As MDC-T Morgan Tsvangirai tries to fend off attacks by senior party members calling for leadership renewal, the Zimbabwe Independent political reporter Elias Mambo (EM) spoke to former parliamentary affairs minister Advocate Eric Matinenga (AEM) on the squabbles in the MDC-T and the impending split, among other issues.
Below are excerpts of the interview.
EM: What are your views on the problems currently facing the MDC?
AEM: As you are aware, I am an ordinary card-carrying member of the party. I don’t sit in the organs of the party such as the National Executive or Standing Committee, but I met president Morgan Tsvangirai soon after what has now become to be known as the Mangoma saga. If the option I had suggested had been considered we would not have found ourselves in this situation.
EM: And what were the suggestions?
AEM: I told president Tsvangirai and others whom I have met that the crisis we are in needed a mediating process which would help bring all of us together and not through the court process, which isolates and destroys, instead of building the party. You will agree with me that we have suffered a lot in the hands of Zanu PF and everyone had put their trust in the MDC and so we will not achieve our goals by fracturing the party, by balkanising the MDC.
EM: Advocate so what is the way forward?
AEM: The MDC needs everybody, I said it before elections that we needed a grand coalition which included all the actors so as to unseat Zanu PF and everybody in the party received the idea well, except one or two, but it seems the problems that led to the failure of the grand coalition are coming to haunt the party.
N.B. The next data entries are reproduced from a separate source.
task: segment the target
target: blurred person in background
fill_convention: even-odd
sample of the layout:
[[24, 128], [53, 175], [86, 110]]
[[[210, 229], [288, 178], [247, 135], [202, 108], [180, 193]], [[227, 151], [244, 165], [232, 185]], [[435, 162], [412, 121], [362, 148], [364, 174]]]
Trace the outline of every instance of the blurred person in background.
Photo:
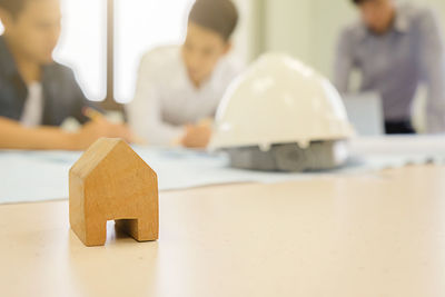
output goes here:
[[230, 0], [197, 0], [182, 46], [145, 55], [128, 118], [150, 145], [204, 148], [211, 119], [240, 67], [227, 58], [238, 12]]
[[[0, 0], [0, 148], [82, 150], [100, 137], [131, 140], [125, 126], [87, 122], [90, 103], [73, 72], [52, 60], [59, 0]], [[80, 131], [59, 128], [70, 117], [86, 123]]]
[[335, 85], [349, 91], [354, 69], [360, 91], [383, 99], [387, 133], [414, 133], [412, 105], [419, 83], [428, 90], [426, 130], [445, 131], [445, 48], [441, 26], [429, 9], [395, 0], [352, 0], [360, 21], [340, 34]]

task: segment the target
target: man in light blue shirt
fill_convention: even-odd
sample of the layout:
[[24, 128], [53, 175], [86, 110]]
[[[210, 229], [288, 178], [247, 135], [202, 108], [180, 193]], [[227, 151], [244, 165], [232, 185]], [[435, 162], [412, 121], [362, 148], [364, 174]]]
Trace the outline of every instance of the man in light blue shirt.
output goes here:
[[334, 79], [338, 90], [349, 91], [357, 69], [360, 91], [382, 96], [386, 132], [413, 133], [412, 103], [425, 83], [427, 132], [445, 132], [445, 47], [434, 13], [395, 0], [352, 1], [362, 20], [340, 34]]

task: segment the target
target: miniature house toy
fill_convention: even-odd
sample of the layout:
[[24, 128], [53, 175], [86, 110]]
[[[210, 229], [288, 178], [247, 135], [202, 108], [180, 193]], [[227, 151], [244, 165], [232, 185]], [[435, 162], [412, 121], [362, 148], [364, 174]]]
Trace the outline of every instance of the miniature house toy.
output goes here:
[[138, 241], [157, 240], [157, 175], [123, 140], [101, 138], [70, 169], [69, 216], [86, 246], [105, 245], [109, 220]]

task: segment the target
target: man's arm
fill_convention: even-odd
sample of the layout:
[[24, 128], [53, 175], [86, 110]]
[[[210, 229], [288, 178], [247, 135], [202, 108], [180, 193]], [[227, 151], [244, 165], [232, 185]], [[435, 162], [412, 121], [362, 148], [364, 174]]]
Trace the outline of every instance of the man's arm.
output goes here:
[[338, 38], [334, 63], [334, 85], [342, 93], [349, 90], [349, 78], [354, 67], [350, 32], [345, 29]]
[[162, 120], [161, 99], [156, 86], [150, 57], [145, 57], [134, 100], [127, 106], [131, 129], [149, 145], [169, 146], [185, 133], [185, 127], [169, 125]]
[[421, 65], [428, 89], [428, 133], [445, 132], [445, 47], [434, 13], [427, 10], [419, 26]]

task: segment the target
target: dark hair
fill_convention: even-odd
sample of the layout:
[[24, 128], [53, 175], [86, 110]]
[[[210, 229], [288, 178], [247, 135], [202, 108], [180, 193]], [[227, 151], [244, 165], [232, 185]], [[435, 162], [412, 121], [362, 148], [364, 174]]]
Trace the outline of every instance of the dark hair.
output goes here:
[[17, 17], [29, 0], [0, 0], [0, 8]]
[[188, 21], [210, 29], [228, 40], [238, 23], [238, 11], [230, 0], [197, 0]]

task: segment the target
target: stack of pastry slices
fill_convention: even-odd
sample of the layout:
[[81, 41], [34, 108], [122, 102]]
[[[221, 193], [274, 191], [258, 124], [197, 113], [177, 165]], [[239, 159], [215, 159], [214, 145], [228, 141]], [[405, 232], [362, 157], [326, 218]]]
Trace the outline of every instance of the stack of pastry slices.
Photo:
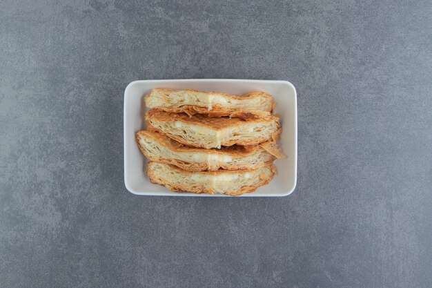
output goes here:
[[147, 129], [137, 133], [152, 183], [173, 191], [239, 195], [268, 184], [282, 131], [273, 98], [186, 89], [144, 97]]

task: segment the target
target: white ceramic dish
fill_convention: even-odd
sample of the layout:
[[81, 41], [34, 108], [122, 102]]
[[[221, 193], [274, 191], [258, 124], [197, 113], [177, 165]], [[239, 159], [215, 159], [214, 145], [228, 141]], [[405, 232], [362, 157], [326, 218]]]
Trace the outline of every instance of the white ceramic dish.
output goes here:
[[297, 182], [297, 93], [286, 81], [222, 79], [181, 80], [139, 80], [131, 82], [124, 91], [124, 183], [134, 194], [159, 196], [232, 197], [224, 195], [175, 193], [150, 182], [147, 177], [148, 160], [135, 142], [135, 133], [144, 128], [143, 97], [155, 88], [191, 88], [204, 91], [242, 95], [261, 90], [271, 94], [276, 101], [275, 113], [281, 117], [282, 133], [279, 145], [288, 156], [275, 162], [278, 174], [266, 186], [238, 197], [275, 197], [291, 194]]

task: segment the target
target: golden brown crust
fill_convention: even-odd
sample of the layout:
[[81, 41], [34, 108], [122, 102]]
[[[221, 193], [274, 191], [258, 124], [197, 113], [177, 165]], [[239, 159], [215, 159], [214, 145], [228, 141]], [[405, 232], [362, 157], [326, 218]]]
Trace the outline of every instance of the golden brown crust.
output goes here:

EM: And what are these problems?
AEM: Everyone wants to be a leader and we cannot have such a thing. I spoke to Tsvangirai and asked him about his plans and he said he has a plan and he encouraged the succession debate to be discussed. It was an open meeting where I wanted to understand his plan because this is what any democratic party should discuss so that we paint a different picture from that of Zanu PF. It is important that we accept that people have different views which need to be expressed freely and even if we don’t agree with them, we must take responsibility to protect the person who makes those views.
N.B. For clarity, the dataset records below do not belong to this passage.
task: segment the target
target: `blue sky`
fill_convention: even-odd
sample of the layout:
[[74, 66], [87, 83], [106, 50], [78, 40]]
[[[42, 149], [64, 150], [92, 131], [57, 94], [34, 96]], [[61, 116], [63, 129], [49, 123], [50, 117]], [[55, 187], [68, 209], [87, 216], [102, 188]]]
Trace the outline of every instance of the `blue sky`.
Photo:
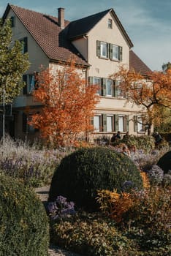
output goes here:
[[[0, 17], [9, 1], [1, 0]], [[11, 0], [10, 4], [74, 20], [113, 8], [134, 44], [132, 50], [152, 69], [171, 61], [171, 0]]]

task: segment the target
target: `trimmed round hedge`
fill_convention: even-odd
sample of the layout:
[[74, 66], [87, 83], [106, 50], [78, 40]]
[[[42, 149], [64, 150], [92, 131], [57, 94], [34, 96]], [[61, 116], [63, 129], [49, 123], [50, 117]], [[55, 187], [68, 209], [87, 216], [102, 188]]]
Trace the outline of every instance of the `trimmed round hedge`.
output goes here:
[[0, 255], [48, 255], [45, 207], [29, 188], [0, 174]]
[[157, 165], [163, 170], [164, 173], [167, 173], [171, 170], [171, 151], [164, 154], [158, 161]]
[[126, 181], [130, 188], [142, 187], [142, 178], [131, 159], [111, 148], [82, 148], [65, 157], [52, 178], [49, 201], [58, 195], [75, 202], [76, 207], [98, 209], [97, 189], [123, 190]]

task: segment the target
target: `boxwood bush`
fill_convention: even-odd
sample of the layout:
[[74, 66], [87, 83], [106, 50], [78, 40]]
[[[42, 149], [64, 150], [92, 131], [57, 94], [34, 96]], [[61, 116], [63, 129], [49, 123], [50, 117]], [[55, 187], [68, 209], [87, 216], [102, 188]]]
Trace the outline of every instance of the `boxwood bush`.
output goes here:
[[163, 170], [164, 173], [167, 173], [169, 170], [171, 170], [171, 151], [164, 154], [159, 159], [157, 165]]
[[56, 168], [48, 200], [63, 195], [76, 207], [97, 210], [97, 189], [121, 192], [126, 181], [130, 189], [142, 187], [140, 171], [129, 157], [109, 148], [81, 148], [65, 157]]
[[48, 255], [49, 226], [33, 191], [0, 174], [0, 255]]

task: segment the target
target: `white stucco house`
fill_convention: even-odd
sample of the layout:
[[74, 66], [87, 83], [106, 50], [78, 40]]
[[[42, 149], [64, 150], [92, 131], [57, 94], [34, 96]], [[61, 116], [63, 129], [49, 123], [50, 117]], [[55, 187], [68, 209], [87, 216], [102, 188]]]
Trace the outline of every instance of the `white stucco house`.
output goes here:
[[81, 66], [86, 80], [100, 86], [100, 102], [92, 120], [94, 132], [90, 137], [112, 136], [118, 130], [123, 135], [126, 131], [132, 135], [144, 134], [144, 127], [138, 121], [142, 109], [126, 104], [118, 90], [119, 81], [108, 78], [122, 64], [145, 77], [151, 71], [132, 51], [133, 43], [115, 11], [107, 10], [72, 22], [65, 20], [64, 8], [58, 11], [58, 16], [52, 17], [12, 4], [7, 6], [3, 19], [11, 18], [12, 39], [23, 42], [23, 51], [28, 52], [31, 66], [23, 74], [26, 86], [12, 104], [12, 118], [7, 118], [6, 129], [14, 138], [38, 136], [39, 132], [27, 124], [28, 117], [41, 108], [31, 96], [35, 72], [41, 64], [58, 66], [73, 58]]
EM: How did Tsvangirai take your advice?
AEM: He said he was alive to the succession issues. He said he had a plan and a time frame for it. He said he had engaged with the younger generation in the party and told them that they should be ready to take over the leadership of the party in the near future.
EM: Does it mean he is ready to hand over power to a new leader?
AEM: I don’t know to what extent that has been discussed in the organs of the party. But if it has not been discussed, then we would have lost an opportunity to address crucial issues for the good of the party and for the good of Zimbabwe. We did it in Buhera West and we thought all the functionaries of the party will look at this and replicate it. It was a success in my constituency. I believe if MDC is to take the Zimbabweans to a promised land, then there is need to deliberately discuss succession. We cannot run away from it if we are to deliver anything. Everyone knows the MDC is the only visible opposition party that can bring hope to the generality of Zimbabweans and we need to exploit that strength in order to bring about democracy.
EM: And how did it come to this if you say you have always advised Tsvangirai to allow leadership renewal debate?
AEM: I am not sure because I have been following this public talk in the media about Tsvangirai adopting the handiende (I will not go) attitude like that of Zanu PF’s Robert Mugabe. I find this contradictory to the discussions I have held with him and at the same time I ask myself whether leadership renewal discussion took place in those organs such as the national executive or people fear to raise them and only do so in inappropriate fora such as the media.
EM: But are there people in the party besides Mangoma who are saying they want to take over from Tsvangirai?
AEM: People are there, I asked one high ranking official whether he at one time would want to be president of the party (I will not mention names). His response was that I want, asi tiri muAfrica unofa (I want, but brother we are in Africa one can die for expressing their ambitions).
EM: Does it mean then that people in the MDC fear expressing their ambition?
AEM: It is because of this culture of intolerance which unfortunately is borrowed from Zanu PF. In one of my Facebook posts I made reference to bhora rechidhende (kids’s football) which says I am either there or that organ must collapse. It is very sad, but we have not reached a point of no return. I think we can still sit down and find a solution.
EM: Why not resolve all this by going for a congress?
AM: There is need for a fresh mandate from the people. Naturally after an election, we should always go back to the people and ask whether they still have faith in us or not. Whoever wants to contest must be allowed to do so and you will be surprised at the results. There is no need for people to be afraid.
People must realise that we are different from Zanu PF and that they can make unhindered choices. We need an early congress so that the wounds are healed before elections and that the new leadership that is chosen has time to project its vision to the electorate.